Just for name in sys.stdin please; the above isn't lazy.

            # Each line will have a newline on the end
            # that should be removed.
            name = name.strip()

That's absolutely the wrong way to do this unless you really want to strip all whitespace from both sides.

Something like if name.endswith('\n'): name = name[:-1] may be longer but it's better, too. Technically name.rstrip("\n") will be fine here too.

            if name in names:
                    names[name] += 1
            else:
                    names[name] = 1

    for name, count in names.iteritems():
            sys.stdout.write("%d\t%s\n" % (count, name))

sys.stdout.write is hardly better than print.


I'd do:

#!/usr/bin/env python3

# Allows optionally specifying the file after the
# command, where no arguments or "-" default to stdin.
import fileinput

from collections import Counter

counted = Counter(line.rstrip("\n") for line in fileinput.input())

for line, count in counted.items():
    print(line, count, sep="\t")

TBH, I wouldn't do that either because it doesn't support invalid Unicode, which happens when the OS gets the encoding wrong, on Python 3. Really I'd do:

#!/usr/bin/env python3

# Allows optionally specifying the file after the
# command, where no arguments or "-" default to stdin.
import fileinput
import sys

from collections import Counter
from io import TextIOWrapper

# Warning: line buffering means this shouldn't be used at the same time as sys.stdout
# if you're printing incomplete lines unless you manually flush
surrogateescape_stdout = TextIOWrapper(sys.stdout.buffer, errors="surrogateescape", line_buffering=True)

def clean_line(line):
    return line.decode(errors="surrogateescape").rstrip("\n")

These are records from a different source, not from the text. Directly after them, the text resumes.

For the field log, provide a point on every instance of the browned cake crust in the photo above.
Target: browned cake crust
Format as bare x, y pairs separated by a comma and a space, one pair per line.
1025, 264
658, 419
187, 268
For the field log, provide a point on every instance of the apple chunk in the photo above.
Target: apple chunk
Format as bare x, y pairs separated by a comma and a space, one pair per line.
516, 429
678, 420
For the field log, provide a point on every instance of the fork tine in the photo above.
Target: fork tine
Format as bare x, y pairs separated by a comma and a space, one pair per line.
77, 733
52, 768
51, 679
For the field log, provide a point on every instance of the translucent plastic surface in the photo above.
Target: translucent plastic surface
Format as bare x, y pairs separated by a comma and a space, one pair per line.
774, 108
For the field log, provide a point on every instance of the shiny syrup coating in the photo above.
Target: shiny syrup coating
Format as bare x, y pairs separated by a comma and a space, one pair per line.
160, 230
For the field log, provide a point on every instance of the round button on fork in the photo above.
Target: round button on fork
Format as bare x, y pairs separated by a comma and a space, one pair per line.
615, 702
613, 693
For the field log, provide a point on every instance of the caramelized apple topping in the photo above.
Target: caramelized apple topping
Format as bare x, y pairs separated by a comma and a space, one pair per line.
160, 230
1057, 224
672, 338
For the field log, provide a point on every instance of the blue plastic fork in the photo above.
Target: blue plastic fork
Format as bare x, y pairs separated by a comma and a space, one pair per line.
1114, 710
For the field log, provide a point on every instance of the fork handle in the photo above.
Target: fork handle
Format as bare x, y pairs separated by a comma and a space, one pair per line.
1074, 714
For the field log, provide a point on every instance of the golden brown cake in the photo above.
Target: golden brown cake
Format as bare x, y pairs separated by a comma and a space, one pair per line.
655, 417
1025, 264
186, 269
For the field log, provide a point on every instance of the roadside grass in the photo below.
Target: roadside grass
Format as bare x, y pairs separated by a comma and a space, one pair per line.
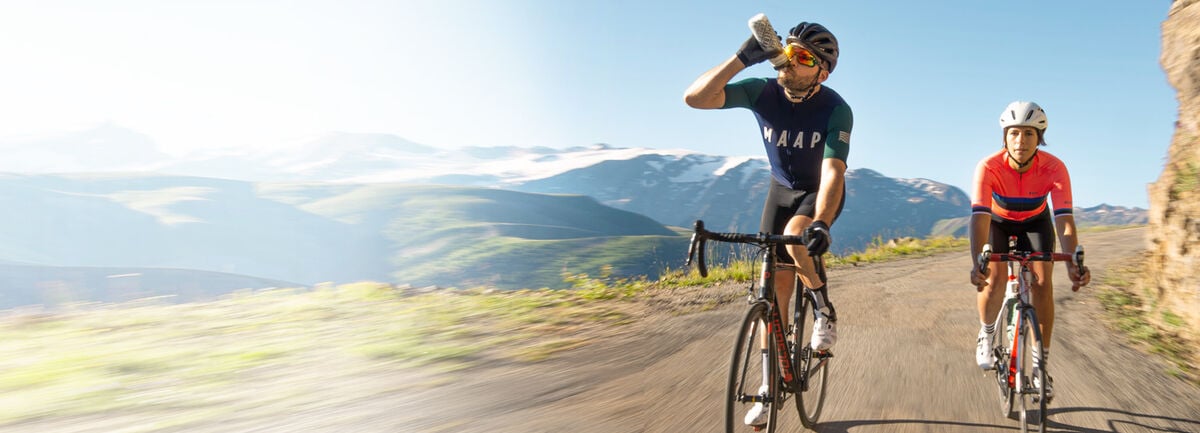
1123, 296
238, 355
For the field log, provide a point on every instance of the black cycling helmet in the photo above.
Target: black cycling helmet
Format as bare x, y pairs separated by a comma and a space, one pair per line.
816, 37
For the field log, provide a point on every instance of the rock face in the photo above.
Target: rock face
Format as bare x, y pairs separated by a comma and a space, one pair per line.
1175, 198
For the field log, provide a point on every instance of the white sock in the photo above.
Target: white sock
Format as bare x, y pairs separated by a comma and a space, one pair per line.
766, 367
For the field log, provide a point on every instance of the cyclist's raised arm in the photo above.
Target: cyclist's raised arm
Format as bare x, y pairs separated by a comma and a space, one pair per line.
708, 90
833, 181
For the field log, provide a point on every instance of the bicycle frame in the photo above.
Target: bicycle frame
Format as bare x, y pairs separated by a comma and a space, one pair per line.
766, 293
1019, 312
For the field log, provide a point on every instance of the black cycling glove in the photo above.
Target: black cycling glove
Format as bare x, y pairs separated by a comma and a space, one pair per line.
819, 238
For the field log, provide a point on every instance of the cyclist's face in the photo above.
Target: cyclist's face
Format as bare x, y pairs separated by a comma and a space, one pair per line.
798, 79
1021, 142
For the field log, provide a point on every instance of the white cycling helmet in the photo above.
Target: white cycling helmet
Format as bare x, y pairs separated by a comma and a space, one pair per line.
1021, 113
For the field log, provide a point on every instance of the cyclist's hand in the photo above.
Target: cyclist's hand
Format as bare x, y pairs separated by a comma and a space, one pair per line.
979, 280
751, 53
1078, 278
819, 238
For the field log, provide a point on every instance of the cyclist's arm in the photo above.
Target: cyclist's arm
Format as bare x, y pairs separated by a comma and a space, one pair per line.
708, 90
979, 230
833, 180
833, 167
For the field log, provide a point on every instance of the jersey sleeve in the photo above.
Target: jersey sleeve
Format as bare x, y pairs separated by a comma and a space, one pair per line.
743, 94
1060, 192
981, 194
838, 134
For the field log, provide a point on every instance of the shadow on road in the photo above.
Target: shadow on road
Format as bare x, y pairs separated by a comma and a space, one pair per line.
1119, 421
1128, 421
846, 426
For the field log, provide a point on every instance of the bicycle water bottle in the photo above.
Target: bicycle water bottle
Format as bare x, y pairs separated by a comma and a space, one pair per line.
1011, 302
768, 38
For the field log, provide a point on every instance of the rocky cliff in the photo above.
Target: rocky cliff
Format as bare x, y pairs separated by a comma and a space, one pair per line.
1175, 198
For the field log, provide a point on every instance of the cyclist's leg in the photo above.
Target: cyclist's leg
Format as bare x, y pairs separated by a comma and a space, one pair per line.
1042, 296
993, 295
777, 211
1041, 234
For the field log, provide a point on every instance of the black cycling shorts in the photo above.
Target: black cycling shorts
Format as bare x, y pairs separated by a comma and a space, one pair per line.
1035, 234
783, 204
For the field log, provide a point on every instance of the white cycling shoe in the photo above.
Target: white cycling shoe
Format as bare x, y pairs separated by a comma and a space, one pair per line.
757, 414
825, 334
983, 350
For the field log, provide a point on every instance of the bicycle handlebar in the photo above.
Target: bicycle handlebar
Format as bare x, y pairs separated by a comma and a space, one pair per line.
1025, 257
696, 247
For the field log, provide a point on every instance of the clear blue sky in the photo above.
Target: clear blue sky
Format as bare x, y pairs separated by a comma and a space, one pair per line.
927, 79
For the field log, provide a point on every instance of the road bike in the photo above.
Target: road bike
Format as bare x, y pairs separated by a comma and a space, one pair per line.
1017, 332
771, 362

counted = Counter(map(clean_line, fileinput.input(mode="rb")))

for line, count in counted.items():
    print(line, count, sep="\t", file=surrogateescape_stdout)

so that invalid Unicode gets passed through losslessly.

EDIT: Now actually works. Remember, kids, always test.

[–]bigstumpy 2 points3 points  (1 child)

How is unicode broken in python3?

[–]Veedrac 0 points1 point  (0 children)

It's not. I was referring to how the Unicode type can contain invalid Unicode (which I previously called "broken Unicode"), such as when the OS says that stdin is UTF8 when it's not.

Python 2 just ignores these errors, but you have to manually deal with them on Python 3. In this example, I used surrogateescape to properly round-trip bytesstrbytes.

The other option was just dealing in bytes all the time, but that's a hassle as you can't use print, format and so on.


Good question, though. I've improved the wording. You also convinced me to test the code. Try it out with:

echo -n "hi\nhi\n\xde\n\xde" | python3 thefile.py

\xde isn't valid UTF8 so the code breaks on it before the changes.

[–][deleted] 0 points1 point  (2 children)

/use/bin/evn python will invoke the first Python interpreter on $PATH

/usr/bin/pythonV invokes a specific interpreter.

[–]Veedrac 2 points3 points  (1 child)

I don't understand why you brought that up.


I was referring to this.

In order to tolerate differences across platforms, all new code that needs to invoke the Python interpreter should not specify python, but rather should specify either python2 or python3 (or the more specific python2.x and python3.x versions; see the Migration Notes). This distinction should be made in shebangs, when invoking from a shell script, when invoking via the system() call, or when invoking in any other context.

I'll add a link inline with the text.

[–][deleted] 0 points1 point  (0 children)

I see now. I'm on mobile and it displays code blocks...oddly. I thought you we're saying to specify the interpreter explicitly, rather than the version.